Puertas que no llegamos a abrir
La política me gusta desde que, mucho antes de saber leer, me sentaba a ojear el periódico (nunca mejor dicho) en mi bacinilla azul. Pero el caso es que, para que nos vamos a engañar, yo condiciones, lo que se dice condiciones políticas, tengo las mismas que para el medio fondo: ninguna. Para empezar, los mítines, las reuniones multitudinarias y las masas que no sean de hojaldre me producen espanto y estupefacción a partes iguales, tanto que ni siquiera voy al fútbol para no tener que escuchar sandeces que me recuerdan que nuestro periplo evolutivo desde el mono todavía está lejos (ay) de su última estación. Además, soy de vómito fácil, lo que me impide tragar cualquier cosa y tengo, aunque esté mal decirlo, una memoria excelente y una incontinencia verbal a prueba de bomba, así que acabarían teniendo que amordazarme para preservar la unidad del partido cuando, como suele ocurrir, alguno de los líderes empezara a proclamar como una verdad inmutable justo lo contrario de lo que prometía anteayer.

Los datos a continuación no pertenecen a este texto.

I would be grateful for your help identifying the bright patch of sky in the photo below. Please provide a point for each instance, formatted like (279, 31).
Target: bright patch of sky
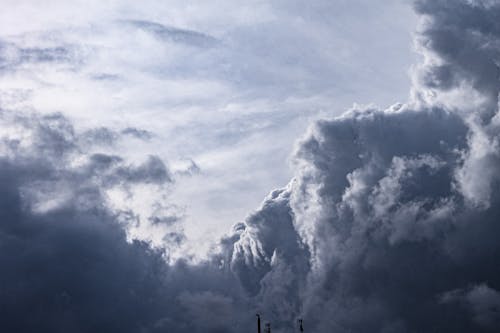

A lo mejor todo esto es un prejuicio mío y es posible que, poco a poco, lentamente, me hubiera ido adaptando, hasta que un día apareciera una ventana emergente en mi cerebro que me avisara de que la realidad había completado su instalación. El caso es que a estas alturas de la película no tengo ninguna intención de averiguarlo, pero, si quieren que les diga la verdad y nada más que la verdad, algunas veces, cuando paso al lado de la sede del PSC, que está a menos de diez metros de mi trabajo, me quedo mirando esa puerta como si se tratara de una de las puertas de embarque de un aeropuerto y allí, al otro lado de un largo túnel con escaleras mecánicas, hubiera un avión que estuviera a punto de despegar con rumbo a un destino que jamás llegaré a conocer. Como si, entre toda la hojarasca del pasado removida por el viento, escuchara protestar a una de mis vidas no vividas por mi desidia y mi abandono.